Trump signed three new bills into law in June, which terminated Biden-era rules that allowed states like California to impose a national EV mandate. These rollbacks have caused companies like Ford and General Motors to scale back their EV plans and search to leverage demand for their big SUVs and commercial vehicles, The Wall Street Journal (WSJ) reported.
“This is a multibillion-dollar opportunity over the next couple of years,” Ford Motor Chief Executive Jim Farley said last week in a call to analysts.
California and several other states imposed rules that would have banned the sale of new gas-powered vehicles in their respective areas by 2035. Trump’s new rules stripped these states of those mandates and have allowed the auto industry to continue selling gas-powered engines in new vehicles, according to The WSJ.
“It’s a very, very fast speed for the auto industry,” Tyson Jominy, J.D. Power’s senior vice president of data and analytics, told the WSJ. “But it’s faster to be able to revert to an existing technology rather than tool up and prepare for a new technology.”

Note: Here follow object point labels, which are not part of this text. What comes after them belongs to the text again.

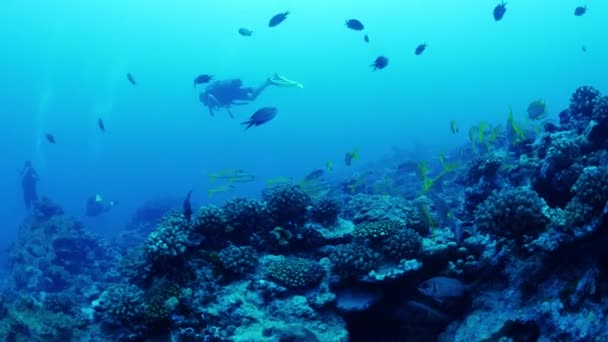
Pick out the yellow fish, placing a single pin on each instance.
(454, 127)
(220, 189)
(279, 181)
(329, 166)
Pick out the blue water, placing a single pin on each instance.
(64, 64)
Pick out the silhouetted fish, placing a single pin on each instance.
(188, 207)
(499, 10)
(50, 138)
(580, 10)
(260, 117)
(277, 19)
(380, 63)
(245, 32)
(420, 49)
(354, 24)
(202, 79)
(131, 79)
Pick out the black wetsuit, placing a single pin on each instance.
(29, 179)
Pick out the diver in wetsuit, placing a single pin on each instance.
(29, 178)
(225, 93)
(96, 206)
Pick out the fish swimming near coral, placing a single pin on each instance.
(220, 189)
(500, 10)
(278, 18)
(202, 79)
(187, 206)
(443, 288)
(420, 49)
(329, 166)
(131, 79)
(316, 174)
(454, 127)
(354, 25)
(381, 62)
(279, 181)
(50, 138)
(350, 156)
(260, 117)
(580, 11)
(227, 174)
(245, 32)
(537, 110)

General Motors switched its plan to do away with combustion engines by 2035 and has instead laid out the benefits of keeping them around, The WSJ reported. General Motors CEO Mary Barra stated that her company can “appreciate the profitability” of selling gas-powered vehicles as a result of Trump’s rollbacks.
Jeep maker Stellantis said on a call with analysts that the auto provisions in Trump’s “big, beautiful bill” will make it easier for companies to produce both EVs and gas-powered vehicles.

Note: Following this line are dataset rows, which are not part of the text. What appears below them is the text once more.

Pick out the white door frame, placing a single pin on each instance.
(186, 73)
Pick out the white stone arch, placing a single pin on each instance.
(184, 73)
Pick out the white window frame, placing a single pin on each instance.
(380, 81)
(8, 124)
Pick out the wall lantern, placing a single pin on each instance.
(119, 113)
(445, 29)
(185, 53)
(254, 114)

Ford, General Motors, and Stellantis had agreed to pay nearly $10 billion on regulatory credits and fuel-economy rule-violation fines, according to The WSJ. Stellantis has expressed that it will benefit financially by no longer having to pay these fines.
Adam Lee, chairman of Maine-based Lee Auto Malls, added that large SUVs will boost companies’ sales because Americans are fond of them.
“Americans do like buying giant vehicles,” Lee said. “They’re going to see how many more giant SUVs they can pump out, because they sell a lot of them and make a lot of money on them.”